The model is a LambdaMART gradient-boosted ranking model with 86 features organized into four groups: path features (hop count, total estimated fees, estimated settlement time, minimum capacity along the path), node features (risk ratings, processing speed statistics, and SLA compliance rates for each bank in the chain), relationship features (age of correspondent relationship, recent transaction volume, fee tier), and historical features (how frequently this chain has been used for similar transactions, recency of last use, outcome history).
Training data consists of 4.2 million observed chain selections over a 30-month period. For each observed transaction, we generate the candidate set (all viable chains up to 5 hops) and label the actually selected chain as the positive example. The model learns to rank the selected chain above alternatives, implicitly capturing the preferences and constraints that drove the selection.

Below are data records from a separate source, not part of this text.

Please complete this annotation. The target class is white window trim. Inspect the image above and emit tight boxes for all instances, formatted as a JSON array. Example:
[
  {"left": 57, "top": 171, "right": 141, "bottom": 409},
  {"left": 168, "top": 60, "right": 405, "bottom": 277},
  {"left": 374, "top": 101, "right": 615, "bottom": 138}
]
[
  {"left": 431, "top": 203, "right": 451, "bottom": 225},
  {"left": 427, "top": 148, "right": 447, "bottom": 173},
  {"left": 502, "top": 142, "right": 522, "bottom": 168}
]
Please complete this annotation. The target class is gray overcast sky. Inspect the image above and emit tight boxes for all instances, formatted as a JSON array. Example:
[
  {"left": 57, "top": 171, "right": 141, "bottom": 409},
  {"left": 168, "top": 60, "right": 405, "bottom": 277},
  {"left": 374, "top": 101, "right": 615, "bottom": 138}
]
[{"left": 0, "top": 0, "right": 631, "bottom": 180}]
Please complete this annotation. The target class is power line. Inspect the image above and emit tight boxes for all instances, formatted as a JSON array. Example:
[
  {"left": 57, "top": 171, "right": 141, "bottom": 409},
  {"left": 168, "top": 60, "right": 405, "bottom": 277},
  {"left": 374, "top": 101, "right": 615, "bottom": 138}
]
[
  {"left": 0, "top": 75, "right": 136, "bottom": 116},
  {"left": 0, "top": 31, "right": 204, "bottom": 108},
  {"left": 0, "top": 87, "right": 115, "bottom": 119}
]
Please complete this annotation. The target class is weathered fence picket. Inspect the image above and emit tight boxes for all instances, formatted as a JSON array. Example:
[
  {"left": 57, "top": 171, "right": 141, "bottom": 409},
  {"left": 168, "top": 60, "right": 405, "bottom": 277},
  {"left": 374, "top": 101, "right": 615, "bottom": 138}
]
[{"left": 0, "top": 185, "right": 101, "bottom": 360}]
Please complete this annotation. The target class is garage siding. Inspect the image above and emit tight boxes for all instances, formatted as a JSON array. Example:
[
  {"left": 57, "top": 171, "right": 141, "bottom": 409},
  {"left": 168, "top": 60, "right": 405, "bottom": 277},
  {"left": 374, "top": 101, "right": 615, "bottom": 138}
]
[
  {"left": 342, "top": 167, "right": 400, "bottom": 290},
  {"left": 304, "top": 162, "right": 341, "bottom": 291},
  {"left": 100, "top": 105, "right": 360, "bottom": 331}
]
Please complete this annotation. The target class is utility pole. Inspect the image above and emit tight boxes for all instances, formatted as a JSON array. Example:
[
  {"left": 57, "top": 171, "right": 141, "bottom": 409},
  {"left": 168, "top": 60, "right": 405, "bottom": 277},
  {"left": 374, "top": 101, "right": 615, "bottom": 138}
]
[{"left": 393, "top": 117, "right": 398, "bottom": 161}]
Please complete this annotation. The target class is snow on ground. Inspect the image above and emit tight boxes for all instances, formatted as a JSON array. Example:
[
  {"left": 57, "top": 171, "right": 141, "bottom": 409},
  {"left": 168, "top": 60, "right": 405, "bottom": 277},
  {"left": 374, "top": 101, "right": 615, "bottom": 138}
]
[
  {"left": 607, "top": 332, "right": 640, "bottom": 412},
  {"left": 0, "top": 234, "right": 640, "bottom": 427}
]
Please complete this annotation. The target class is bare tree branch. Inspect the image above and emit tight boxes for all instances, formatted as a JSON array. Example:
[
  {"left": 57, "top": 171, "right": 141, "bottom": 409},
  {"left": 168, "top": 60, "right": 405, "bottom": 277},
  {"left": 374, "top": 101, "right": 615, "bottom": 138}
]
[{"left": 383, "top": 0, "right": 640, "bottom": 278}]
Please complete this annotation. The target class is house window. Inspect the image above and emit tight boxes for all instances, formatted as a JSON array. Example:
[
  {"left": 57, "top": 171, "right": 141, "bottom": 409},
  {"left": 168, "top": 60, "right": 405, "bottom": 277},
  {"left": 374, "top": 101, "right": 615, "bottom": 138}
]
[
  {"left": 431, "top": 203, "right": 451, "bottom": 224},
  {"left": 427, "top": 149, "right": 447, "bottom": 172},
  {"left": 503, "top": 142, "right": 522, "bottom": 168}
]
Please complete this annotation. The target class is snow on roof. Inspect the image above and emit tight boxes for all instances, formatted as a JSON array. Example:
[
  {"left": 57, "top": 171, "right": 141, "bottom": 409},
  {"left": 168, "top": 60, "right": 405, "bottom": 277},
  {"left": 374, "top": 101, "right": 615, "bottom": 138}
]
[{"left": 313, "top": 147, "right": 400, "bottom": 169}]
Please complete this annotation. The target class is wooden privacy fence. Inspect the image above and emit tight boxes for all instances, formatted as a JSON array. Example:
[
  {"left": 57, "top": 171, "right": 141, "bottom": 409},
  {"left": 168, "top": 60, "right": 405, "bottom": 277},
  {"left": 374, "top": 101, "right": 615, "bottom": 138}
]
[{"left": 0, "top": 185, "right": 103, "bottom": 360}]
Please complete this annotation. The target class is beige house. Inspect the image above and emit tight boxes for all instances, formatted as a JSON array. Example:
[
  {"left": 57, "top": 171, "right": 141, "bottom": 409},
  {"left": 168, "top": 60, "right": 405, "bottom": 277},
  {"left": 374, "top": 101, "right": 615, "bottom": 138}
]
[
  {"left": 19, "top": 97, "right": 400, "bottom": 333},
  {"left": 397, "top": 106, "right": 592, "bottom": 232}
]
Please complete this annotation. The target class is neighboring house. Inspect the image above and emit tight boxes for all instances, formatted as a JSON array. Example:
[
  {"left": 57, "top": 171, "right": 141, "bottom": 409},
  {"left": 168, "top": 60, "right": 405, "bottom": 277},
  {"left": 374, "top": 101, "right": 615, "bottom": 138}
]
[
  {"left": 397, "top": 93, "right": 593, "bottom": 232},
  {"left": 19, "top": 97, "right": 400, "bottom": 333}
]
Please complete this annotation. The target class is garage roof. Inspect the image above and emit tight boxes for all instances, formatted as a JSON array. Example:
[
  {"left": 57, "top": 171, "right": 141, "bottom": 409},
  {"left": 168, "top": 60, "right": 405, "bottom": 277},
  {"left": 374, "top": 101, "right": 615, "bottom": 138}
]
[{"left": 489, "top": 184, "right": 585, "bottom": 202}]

The confidence score is derived from the model's output margin: the score difference between the top-ranked chain and the second-ranked chain, normalized to a 0-100 scale. High-confidence predictions indicate that the model strongly prefers one chain over alternatives, typically because the transaction profile closely matches historical patterns. Low-confidence predictions indicate multiple viable chains with similar scores, suggesting the transaction profile is unusual or that the originating bank's preferences for this corridor are not well established.
Scaling to 1M+ Nodes
The current graph of 52,847 nodes represents the active correspondent banking network, but several use cases require modeling a larger universe: including non-SWIFT payment networks, historical relationships that may be reactivated, and prospective relationships for corridor expansion analysis. Our target architecture supports 1M+ nodes with sub-second query latency.

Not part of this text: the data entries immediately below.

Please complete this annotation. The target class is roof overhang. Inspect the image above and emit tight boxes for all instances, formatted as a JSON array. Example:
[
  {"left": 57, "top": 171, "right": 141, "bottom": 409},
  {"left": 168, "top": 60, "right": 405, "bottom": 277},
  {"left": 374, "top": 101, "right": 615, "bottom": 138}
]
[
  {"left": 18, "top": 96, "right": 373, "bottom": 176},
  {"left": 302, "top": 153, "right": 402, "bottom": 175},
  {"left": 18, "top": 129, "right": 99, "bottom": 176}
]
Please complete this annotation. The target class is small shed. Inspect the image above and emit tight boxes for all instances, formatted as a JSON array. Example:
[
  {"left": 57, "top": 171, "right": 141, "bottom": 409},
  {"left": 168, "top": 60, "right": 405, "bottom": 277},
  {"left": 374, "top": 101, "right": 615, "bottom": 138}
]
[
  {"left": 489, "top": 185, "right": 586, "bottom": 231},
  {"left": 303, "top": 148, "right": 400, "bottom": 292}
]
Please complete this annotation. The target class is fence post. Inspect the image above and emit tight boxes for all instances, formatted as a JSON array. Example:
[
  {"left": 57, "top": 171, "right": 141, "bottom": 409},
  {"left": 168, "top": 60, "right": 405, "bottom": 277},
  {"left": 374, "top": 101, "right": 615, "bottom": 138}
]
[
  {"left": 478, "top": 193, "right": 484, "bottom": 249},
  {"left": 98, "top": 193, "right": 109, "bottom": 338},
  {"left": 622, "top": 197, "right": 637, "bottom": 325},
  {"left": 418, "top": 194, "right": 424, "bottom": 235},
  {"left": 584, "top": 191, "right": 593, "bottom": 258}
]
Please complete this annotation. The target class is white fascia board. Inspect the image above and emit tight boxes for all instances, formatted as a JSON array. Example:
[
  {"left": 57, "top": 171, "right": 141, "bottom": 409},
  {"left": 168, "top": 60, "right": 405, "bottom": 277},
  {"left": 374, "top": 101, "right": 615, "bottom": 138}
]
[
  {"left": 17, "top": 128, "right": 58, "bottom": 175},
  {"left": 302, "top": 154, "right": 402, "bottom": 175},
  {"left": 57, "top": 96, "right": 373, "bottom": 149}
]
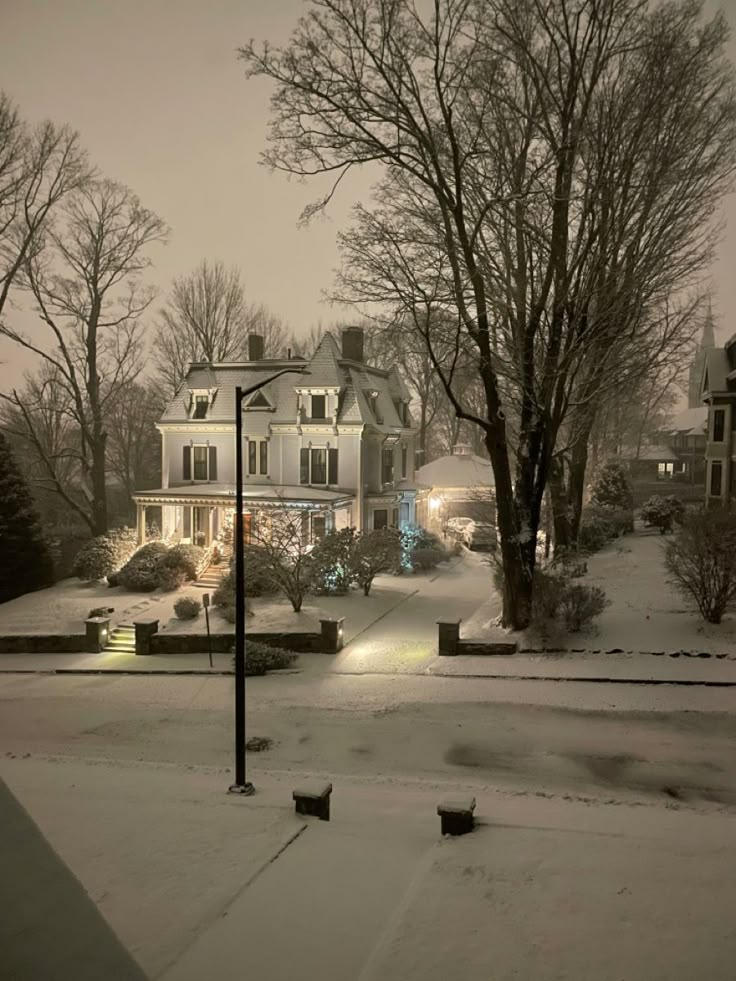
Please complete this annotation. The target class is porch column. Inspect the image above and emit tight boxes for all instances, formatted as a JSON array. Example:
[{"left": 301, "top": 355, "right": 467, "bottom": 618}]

The scaling strategy employs three techniques. First, currency-zone graph partitioning divides the graph into subgraphs aligned with major clearing currencies (USD, EUR, GBP, JPY, CNY), with cross-partition edges representing currency conversion points. Most chain queries operate within a single currency zone or cross at most one partition boundary, enabling parallel subgraph queries. Second, materialized path caching pre-computes and indexes the top-K chains for the 10,000 most common origin-destination pairs, serving these from cache with sub-millisecond latency. Third, adaptive index management monitors query patterns and automatically creates composite indexes for frequently queried property combinations.

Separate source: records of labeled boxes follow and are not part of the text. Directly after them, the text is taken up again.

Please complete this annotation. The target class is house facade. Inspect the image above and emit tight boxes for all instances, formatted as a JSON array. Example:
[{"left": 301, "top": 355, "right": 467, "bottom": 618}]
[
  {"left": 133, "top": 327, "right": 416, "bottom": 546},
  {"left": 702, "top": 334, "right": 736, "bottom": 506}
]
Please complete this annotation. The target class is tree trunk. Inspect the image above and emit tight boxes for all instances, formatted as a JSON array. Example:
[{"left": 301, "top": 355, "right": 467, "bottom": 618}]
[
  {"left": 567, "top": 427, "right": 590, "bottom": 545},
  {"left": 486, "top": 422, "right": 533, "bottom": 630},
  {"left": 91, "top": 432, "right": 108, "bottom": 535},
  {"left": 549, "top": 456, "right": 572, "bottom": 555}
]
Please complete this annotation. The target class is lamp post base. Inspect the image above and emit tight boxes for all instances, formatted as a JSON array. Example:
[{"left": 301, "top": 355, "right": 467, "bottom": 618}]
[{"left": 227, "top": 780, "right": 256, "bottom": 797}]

Load testing with a synthetic 1.2M-node graph demonstrates p50 query latency of 45ms and p99 of 187ms for uncached chain resolution queries, well within the 200ms target. Cached queries return in under 5ms. The system processes 2,400 concurrent chain resolution queries per second on a three-node Neo4j cluster, sufficient for the projected transaction volumes of the initial deployment cohort.
Conclusion
Correspondent chain prediction is a graph-native problem that has been artificially forced into relational paradigms by the existing technology stack of most banking institutions. By modeling the correspondent network as a property graph and combining graph traversal with a learned ranking model, we achieve prediction accuracy and query performance that is unattainable with recursive SQL approaches. The confidence scoring methodology provides transparency into prediction reliability, enabling operations staff to trust high-confidence predictions while applying additional judgment to uncertain cases. As the system observes more routing decisions and outcomes, per-bank preference profiles become increasingly accurate, creating a data flywheel that improves prediction quality with usage volume.